Katherine Amelia Barnes

·An experienced professional in the jewelry industry, 2000 - Present

·Graduate Gemologist (GG)

·Certified Supreme Master Gemcutter (CSM)

·Skilled writer, with work featured in various online and print publications

·Passionate about sharing her expertise with others

·Strong communicator and collaborator

·Respected and trusted by peers and clients alike

In recent years, there has been a growing interest in sea pearls, and the market offers a wide variety of sea pearls in different shapes and colors.

How should a pearl novice go about starting their journey into the world of sea pearls?

In just one minute, let's explore the realm of sea pearls!

Varieties of Sea Pearls

Rare Wild Pearls:

·Conch Pearls:

Queen Conch Pearls (also known as Large Conch Pearls) are primarily found in the western Atlantic.

The likelihood of a Queen Conch Pearl producing a conch pearl is only one in ten thousand, and only one in ten of those reach gem-quality status.

Consequently, conch pearls are even more precious than diamonds or rubies.

·Melo Pearls:

Melo Pearls (also known as Dragon Pearls or Flame Pearls) are mainly found in Southeast Asian waters, including Myanmar, Thailand, Vietnam, and the Indian Ocean-Pacific regions.

In the realm of collectibles, Melo pearls are exceedingly rare.

They exhibit an internal structure resembling fiery clouds.

Unlike traditional pearls, they possess a porcelain-like luster.

·Abalone Pearls:

Abalone Pearls showcase vibrant colors akin to opals.

Not all abalones can produce pearls; the ones that can are primarily found in New Zealand, California (USA), Mexico, Japan, and South Korea.

High-quality abalone pearls can be valued between 40,000 to 100,000 Hong Kong dollars per pearl.

It's worth noting that approximately 99% of the pearls available in the market are cultured pearls.

Wild pearls are exceedingly rare, cannot be cultivated artificially, and capturing wild animals for their pearls is illegal.

Common Cultured Pearls:

·Akoya Pearls: 

Akoya Pearls are primarily sourced from the Seto Inland Sea area of Japan, including Mie, Mombetsu, and Ehime prefectures.

The Akoya pearl oysters are relatively small in size, resulting in pearls ranging from 3 to 9mm.

Akoya pearls are renowned for their strong luster, often referred to as having a "little light bulb" quality.

Learn more: How to buy the Akoya Pearls?

·Mabe Pearls: 

Penguin Shells are predominantly found around Amami Island in Japan.
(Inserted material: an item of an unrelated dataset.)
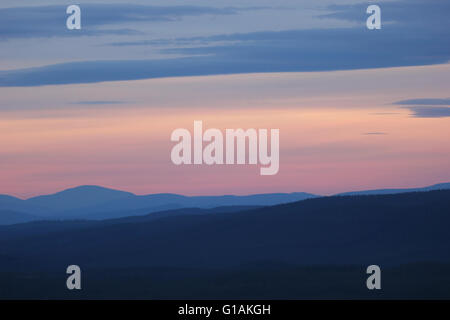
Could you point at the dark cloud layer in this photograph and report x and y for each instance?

Mabe Pearls, also known as "mabe pearls," generally refer to hemispherical pearls.

Strictly speaking, Mabe pearls are produced by Penguin Shells.

They are valued for their intense luster, rich iridescent colors, and larger size, making them highly decorative.
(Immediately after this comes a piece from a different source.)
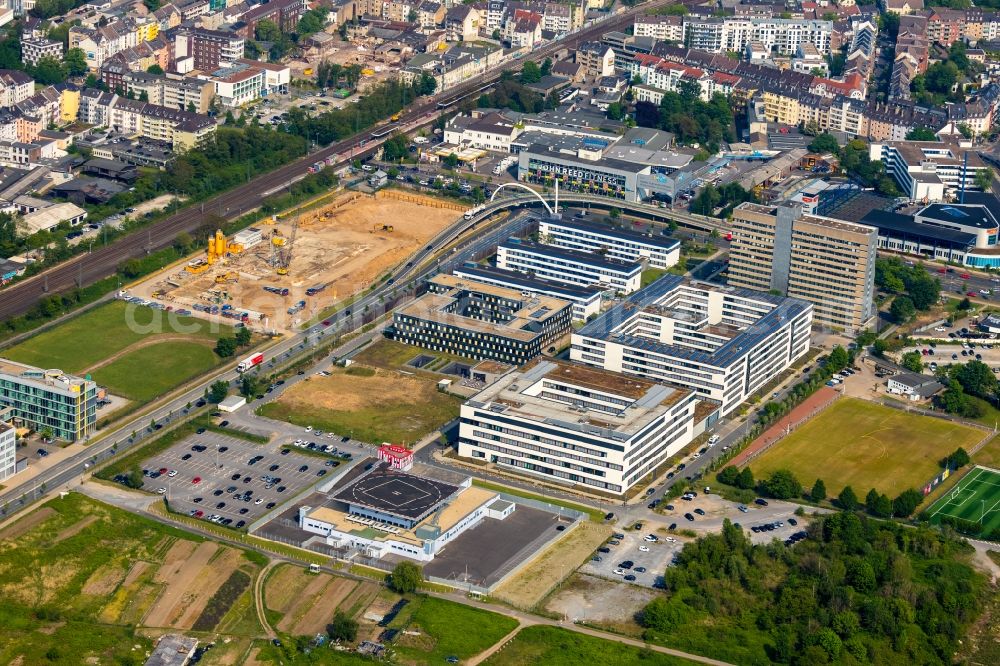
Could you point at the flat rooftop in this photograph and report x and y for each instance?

·Australian South Sea Pearls: 

Australian South Sea Pearls are known for their thick nacre, fine and soft luster, and large size, typically ranging from 8 to 18mm.

They are often considered the royalty of cultured pearls.

White-lipped oysters, the primary source of South Sea Pearls, are mainly found in the northwestern waters of Australia, Indonesia, and the Philippines.

Because of the better quality of the Australian production, it is generally referred to as the Australian white beads "Australian white".

Among them, pearls produced in Western Australia's Broome region are particularly renowned for their high quality.

·South Sea Golden Pearls: 

Golden South Sea Pearls primarily originate from the Philippines, Myanmar, and Indonesia.

They feature a smooth and delicate surface with vibrant golden colors, ranging from pale gold to deeper shades.

Light gold is the most common, while deep golden pearls are rare and highly collectible.

These pearls typically have diameters ranging from 8 to 18mm, with those exceeding 16mm being of exceptional quality and collectible value.

Some popular South Sea Golden Pearls jewelry.

·Tahitian Black Pearls:  

Over 90% of Black Pearls are produced in Tahiti, making them a prized specialty of French Polynesia in the South Pacific. They are exceptionally precious and often referred to as the "Queens of Pearls."

Black South Sea Pearls generally have a pure black base color, with the most popular ones exhibiting peacock green overtones.

Grayish-toned black pearls are known as "platinum gray" pearls.

Due to their predominantly dark coloration, they are commonly referred to as "black pearls."

Learn more about Tahitian Black Pearls.

These are the main categories of saltwater pearls! After learning about these varieties, which one is your favorite?